Archives for posts with tag: framing bed

One of the main jobs on the building this week is constructing the verandah frame.

The framing bed had to be rebuilt and extended to cope with the extra long frame. This meant extending it out over the old concrete track at the back of the basecamp.

Each frame in turn has been constructed on the framing bed, the verandah frame is the latest to be jointed together in this way. Doing it like this means the timbers can be cut, jointed and put together prior to the parts all being lifted over into their finished positions in the building.

In the picture above you can see that the uprights have been held in place with ratchet straps while the tenons have been cut on the end of them. The long beam which forms the wall plate at the top of the frame is then moved using the tripods with blocks and tackle. This allows it to be lowered and marked and then lifted to have the mortices cut prior to being lowed and attached.

This frame also has a number of windbraces in it.

They stop the building from racking, or twisting over time, and also add to the appearance of the finished structure. They are the short angled timbers in the picture above, it all means quite a bit of complicated roundwood timber joinery, which the guys on the framing team have been coping with admirably.

Once the frame has been completed it will be lifted onto its padstones.

You can see the line of stones waiting for it just to the left of willow (my collie dog).

Like the other structural timbers this frame is mainly made out of sweet chestnut from Ridden corner on Black Down. The long beam at the top is another of the larch poles we brought in from valewood, it will have a Swan Barn Farm oak under floor beam. I am really looking forward to seeing it in place as it will define the finished width of the building.

Ben Law’s team have now arrived on site in order to start on the main phase of construction of our new building. One of the first jobs that needs to be done is to build a framing bed.
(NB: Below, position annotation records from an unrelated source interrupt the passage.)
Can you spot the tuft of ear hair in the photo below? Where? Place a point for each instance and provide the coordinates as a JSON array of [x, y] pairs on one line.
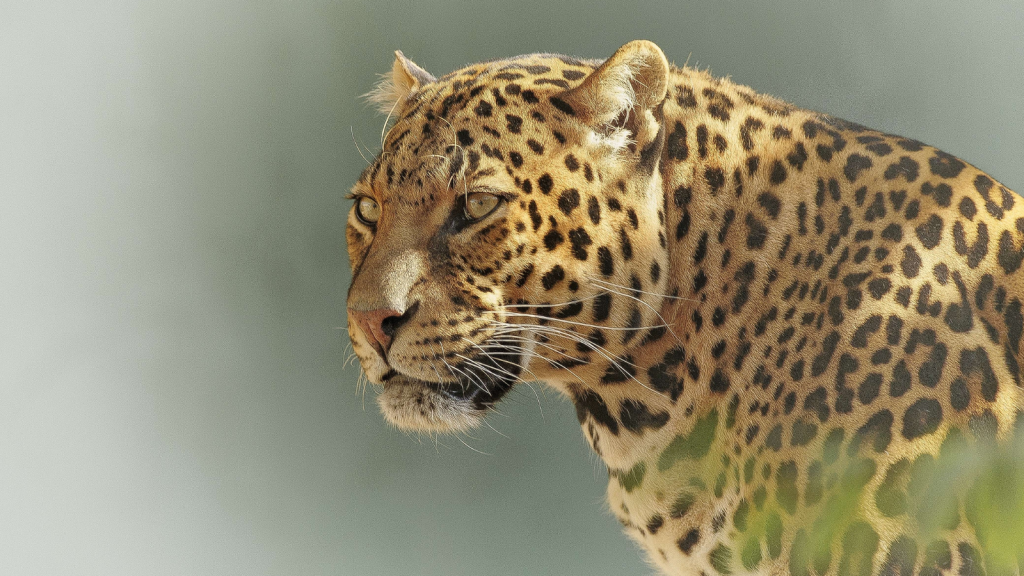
[[394, 88], [623, 93]]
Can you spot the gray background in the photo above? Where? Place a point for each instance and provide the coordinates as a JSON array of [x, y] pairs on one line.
[[173, 396]]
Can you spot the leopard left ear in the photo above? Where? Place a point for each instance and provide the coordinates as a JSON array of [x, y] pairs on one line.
[[394, 88], [625, 93]]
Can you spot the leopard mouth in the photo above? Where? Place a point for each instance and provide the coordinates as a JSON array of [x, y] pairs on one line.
[[415, 404]]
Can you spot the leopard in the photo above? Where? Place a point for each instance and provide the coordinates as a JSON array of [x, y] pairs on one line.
[[788, 337]]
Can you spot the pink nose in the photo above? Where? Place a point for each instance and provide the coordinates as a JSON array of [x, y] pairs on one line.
[[378, 326]]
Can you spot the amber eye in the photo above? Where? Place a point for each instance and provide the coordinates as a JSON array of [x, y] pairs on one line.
[[368, 210], [479, 204]]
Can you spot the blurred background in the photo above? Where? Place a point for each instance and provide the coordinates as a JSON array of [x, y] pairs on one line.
[[173, 392]]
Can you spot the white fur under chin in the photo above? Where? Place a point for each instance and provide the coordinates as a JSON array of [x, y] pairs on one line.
[[414, 407]]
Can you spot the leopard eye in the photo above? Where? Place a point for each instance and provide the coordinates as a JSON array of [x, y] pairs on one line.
[[479, 204], [368, 210]]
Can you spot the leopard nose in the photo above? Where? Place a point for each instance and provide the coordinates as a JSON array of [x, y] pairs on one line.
[[379, 326]]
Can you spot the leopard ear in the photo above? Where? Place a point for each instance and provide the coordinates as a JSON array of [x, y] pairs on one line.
[[624, 94], [394, 88]]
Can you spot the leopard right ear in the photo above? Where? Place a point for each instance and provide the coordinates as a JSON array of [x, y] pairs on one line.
[[621, 99], [394, 88]]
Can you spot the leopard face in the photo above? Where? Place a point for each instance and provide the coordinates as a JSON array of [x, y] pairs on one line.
[[504, 197]]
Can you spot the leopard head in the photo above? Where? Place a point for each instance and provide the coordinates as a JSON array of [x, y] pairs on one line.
[[511, 229]]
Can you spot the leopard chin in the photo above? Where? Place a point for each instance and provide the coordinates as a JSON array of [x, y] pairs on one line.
[[416, 405]]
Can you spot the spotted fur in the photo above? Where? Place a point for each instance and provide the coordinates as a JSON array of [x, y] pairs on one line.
[[775, 325]]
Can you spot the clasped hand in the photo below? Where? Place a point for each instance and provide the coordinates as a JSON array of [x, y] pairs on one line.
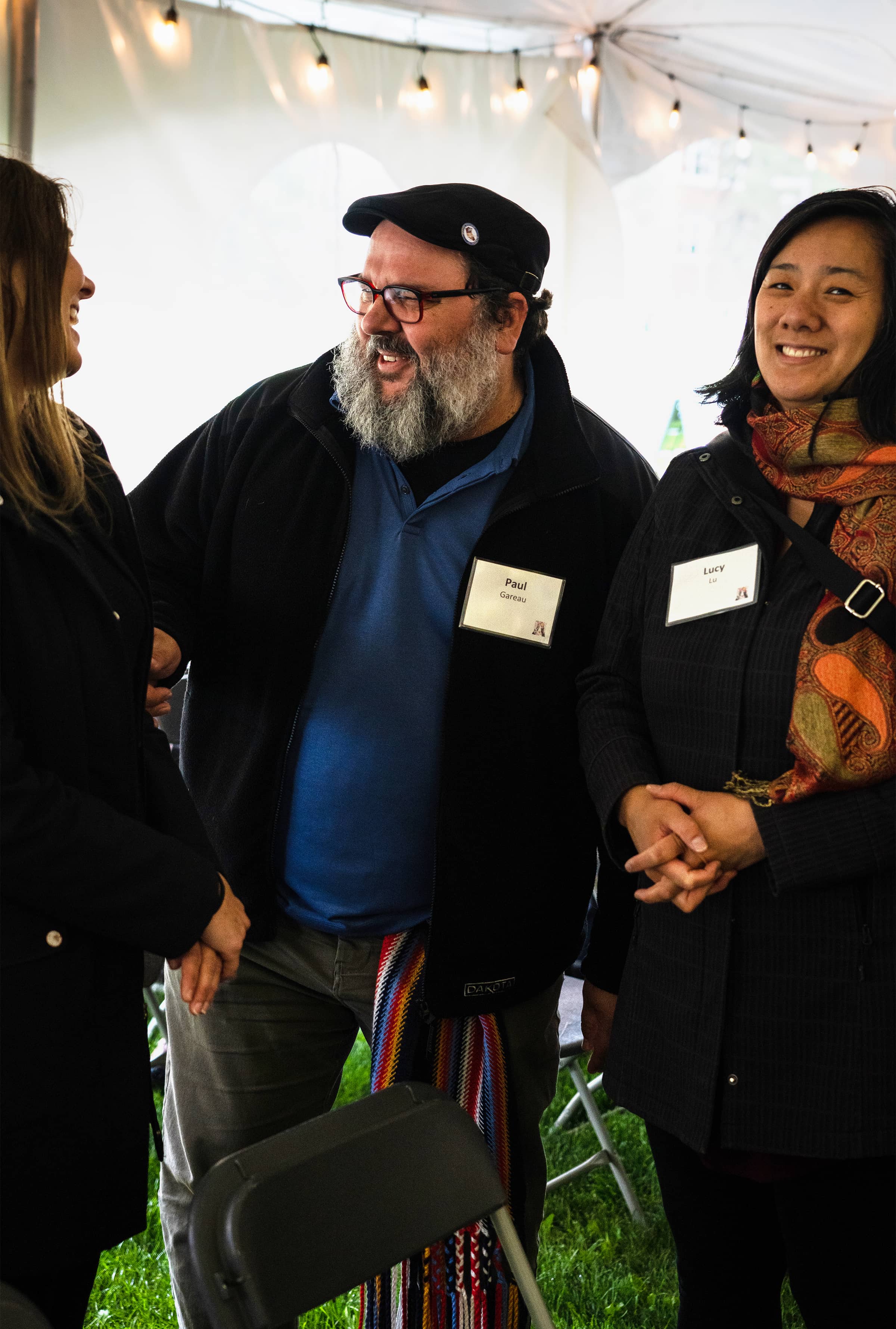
[[691, 842]]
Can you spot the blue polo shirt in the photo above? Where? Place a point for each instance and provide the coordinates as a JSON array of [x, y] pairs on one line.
[[358, 822]]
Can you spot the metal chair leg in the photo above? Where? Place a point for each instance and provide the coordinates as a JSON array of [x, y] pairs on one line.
[[575, 1102], [157, 1013], [607, 1142], [522, 1270]]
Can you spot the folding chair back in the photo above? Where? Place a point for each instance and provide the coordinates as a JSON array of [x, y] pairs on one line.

Rudy, Adam and Nick have been building it today in what is ordinarily the back garden of the basecamp. The framing bed is where the timbers that will make up the main A frames of the structure are fitted together and assembled prior to the frame being raised. The timbers it’s made of provide fixed points that can be measured from to ensure that when the frame is eventually raised all of the timbers will align correctly.

The uprights are made out of offcuts of sweet chestnut from the coppice, and the cross members are made out of the douglas fir we felled earlier in the year. When the bed is dismantled the douglas fir will be reused as roof rafters.

We have been busy milling as many rafters as possible, both for the framing bed and to start to build up a stock of them for the roof. In the picture above you can see how we have milled a square out of the middle of a log, 14 x 2 inch boards are being cut off this, which will then be cut in half to make 7 x 2 inch rafters. Its quite exciting to think ahead to the time when they will be going on to the roof.